I finally got around to doing a new edition of Donald Featherstone's classic book war game. This was the book that did more to launch modern wargaming than any other. I have learnt a lot about editing over the last few years, so I was pleased to have found the time to revisit one of my earliest books.



Donald Featherstone's tank battle series is nearly finished. I have now published volume 3 which is about battles on the Western Front 1944-45. Bruce Quarrie's book is still a classic.





The third book this month is about collecting 1/32 scale figures for the Alamo. Toy soldiers are an essential part of our hobby and I decided to take the opportunity to include 5 books on this area in the project. The Alamo book is the 2nd book about toy soldiers, and the next will be on Airfix.



My next three books are on early naval wargames, Phil Dunn's World War rules (the rules that he used to fight global wargames) and a new book by Charlie Wesencraft. Actually, the latter was lost and now its found.So I am aiming it to get to print in the shortest possible time. Of course, I may get distracted and another book could jump the publishing queue.

Saturday, 17 May 2014

The British Army Rediscovers Wargaming May 2014

At professional wargaming conference Connections in September 2013 at Kings College London, it was a little embarrassing to have the four British Army representatives heavily outnumbered by those from foreign armies. The visitors were perplexed where the centres of excellence were in using wargaming for training. People asked about who ran the games at Sandhurst and they were perplexed with the answer of no-one. All the other major military academies, including China, are using wargames.

So the great and the good, largely from the Army, were gathered at one of the homes of innovation in British Armed forces at the Defence Academy at Shrivenham. It was a day in the history of wargaming.

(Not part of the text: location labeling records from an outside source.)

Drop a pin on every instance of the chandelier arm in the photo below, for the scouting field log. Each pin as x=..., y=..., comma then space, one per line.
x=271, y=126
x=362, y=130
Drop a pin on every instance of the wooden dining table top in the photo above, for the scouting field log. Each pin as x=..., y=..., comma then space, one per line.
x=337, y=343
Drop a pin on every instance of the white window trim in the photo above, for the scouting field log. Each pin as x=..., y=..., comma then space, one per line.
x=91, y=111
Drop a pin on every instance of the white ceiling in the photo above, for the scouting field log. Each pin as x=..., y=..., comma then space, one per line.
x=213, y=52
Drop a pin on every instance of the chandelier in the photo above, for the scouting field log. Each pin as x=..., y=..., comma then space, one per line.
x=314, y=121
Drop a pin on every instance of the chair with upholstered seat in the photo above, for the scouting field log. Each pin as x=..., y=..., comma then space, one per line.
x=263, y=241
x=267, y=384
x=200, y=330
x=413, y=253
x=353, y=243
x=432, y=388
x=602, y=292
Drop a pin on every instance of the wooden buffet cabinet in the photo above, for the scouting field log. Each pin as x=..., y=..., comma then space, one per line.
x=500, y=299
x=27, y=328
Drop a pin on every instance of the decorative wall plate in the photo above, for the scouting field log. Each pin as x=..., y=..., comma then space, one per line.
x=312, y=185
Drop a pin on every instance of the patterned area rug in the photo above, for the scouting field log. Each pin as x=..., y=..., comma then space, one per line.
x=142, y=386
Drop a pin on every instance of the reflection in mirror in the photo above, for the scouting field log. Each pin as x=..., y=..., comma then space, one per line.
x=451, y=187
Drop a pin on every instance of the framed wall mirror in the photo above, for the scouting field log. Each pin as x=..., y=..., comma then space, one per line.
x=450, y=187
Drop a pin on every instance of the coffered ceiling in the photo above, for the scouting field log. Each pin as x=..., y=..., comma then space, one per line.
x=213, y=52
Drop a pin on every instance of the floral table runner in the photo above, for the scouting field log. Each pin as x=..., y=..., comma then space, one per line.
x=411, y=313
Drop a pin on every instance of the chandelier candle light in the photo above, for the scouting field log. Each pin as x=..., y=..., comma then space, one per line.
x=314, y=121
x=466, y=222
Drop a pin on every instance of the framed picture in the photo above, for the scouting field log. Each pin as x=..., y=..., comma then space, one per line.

The problem with wargames is they have an image problem for officers involving in gaming, wargaming will never be cool, but will be necessary. Wargaming is technical and requires understanding of the art of war. During the Cold War, there were many innovations from games. Some of these large games, like 1940 Sea Lion by Dr Paddy Griffith [see Sprawling Wargames published by this project] were major events and had many beneficial spin offs.

Wargaming helps develop agile leaders. The games are competitive and they help develop the competitive instinct; war is all about winning. There is time pressure, there always is, but as part of the review of the commissioning course at Sandhurst, they are going to include a pilot study using wargaming for the young officers. The officers will enthuse about such games, but the problem is likely to be some of the permanent staff who will not engage.

Graham Longley Brown then talked about what wargaming is and why the armed forces should do it. In summary, effective training saves lives, it saves money but currently not enough wargaming is being done, it is not being done well enough.

Although a game, it is valuable. Peter Perla, the pre-eminent wargamer of our time, was quoted as saying ‘a wargame is a warfare model…’ Those who dismiss wargames are demonstrating their ignorance of military history and current practice in armed forces around the world.

Although many are obsessed with computer simulations, manual wargames are complimentary to the PC based software. Manual wargames are cheap, flexible, transparent in their assumptions and easy to modify. They can also game effects based operations that are only poorly simulated using computers.

If you trying to predict the future, there are many methods such as experts, unaided judgment, committees… and games. Research has shown games are not that good at prediction, but a game involving role playing the enemy gives double the predictive accuracy of other methods of prediction. Wargames are twice as accurate.

My own view is that a problem with the British Army is that has become very effective fighting a war in a mountainous country in some ways that the British Army of the late 19th century would recognize. Now the commitment to Afghanistan is winding down the Army needs to relearn some of the skills that would be needed to fight a modern armed forces. One of those tools to help develop the craft of the warrior is going to be wargaming.